Jan's Top Tip: "First, get on Linkedin. Linkedin is about branding - personal branding, company branding. Two things I advise are get your career path on your personal profile and secondly add PowerPoint presentations of current projects into your company profile to show how innovative your company is. And build 'know, like and trust' factors into the profiles. After you have established your (passive) presence, start using it as an active and proactive tool, just like you don't leave your car parked in the driveway, but use it to reach your physical destination."

You can download a free copy of Jan's book  here:  www.how-to-really-use-linkedin.com

Sean Darwish has served as a technology consultant to various Fortune 500 companies, as CTO and VP of Marketing for several technology start-ups, and is currently CMO - Chief Monetization Officer - at Inteveo, which specialises in the emerging area of monetization and interactive video advertising online.

"I don't see a drive to innovate and educate among top technology teams. Companies have become somewhat too complacent. I think that the focus on IT and digital existence has been an enemy to us as executives. It has prevented us from expanding our knowledge in other crucial areas of technology.
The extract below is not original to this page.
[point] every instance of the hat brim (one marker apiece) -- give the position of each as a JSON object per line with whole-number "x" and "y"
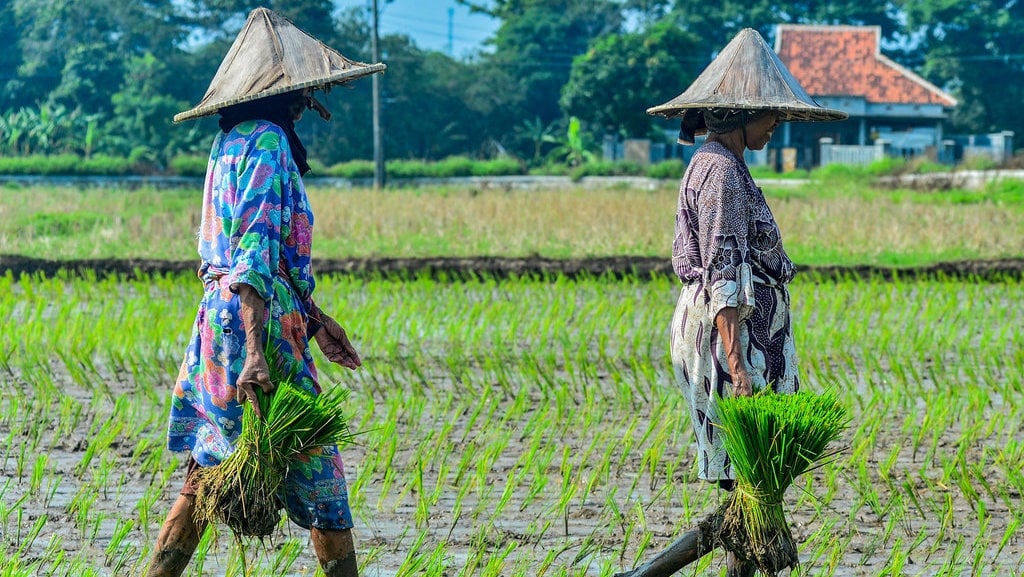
{"x": 748, "y": 75}
{"x": 320, "y": 83}
{"x": 786, "y": 113}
"CEOs don't have to become rocket scientists. The reality of it is you do not have to understand how a car engine works to learn how to drive.

"It's hard for many senior executives who have 'made it' to find themselves in the position to start a whole new learning curve. But how can you possibly sit in a board room and discuss how to improve routes to market if you can't see them all? How can executives drive innovation unless they educate themselves? If your company is not going to learn, it's not going to grow."

How does a leader know when they may have digital illiteracy?

"Do you rely on others for simple technical tasks? Do you have to wait on your secretary to put together a PowerPoint presentation, to print something out for you?

"If you ask my partners and executives the most frustrating thing I am always upset about is that I don't find enough time to educate myself more on developing technologies. And I do consider myself a digital expert!

"Could you name a business today that would not benefit from technology? It's competition, innit? [sic]. I keep hearing firms not up-to-speed in today's digital advancements saying that 'sales are not what they used to be'. They blame it on one thing - the economy. I hate that. We know the economic situation is bad everywhere, but we have to stop blaming it all on the economy and start improving ourselves and our knowledge, our business' intellectual property, its infrastructure, new marketing."

Sean's Top Tip: "You have to take the initiative. First, ask yourself, 'What do I need to know?'. Training is important but you don't have to go back to college - the internet is filled with a lot of useful information and most if it is free. Second, partner with the right people. You will never know it all but if you can surround yourself with the right professionals then you can fill the gap. Third, invest in technology that will help you improve your business."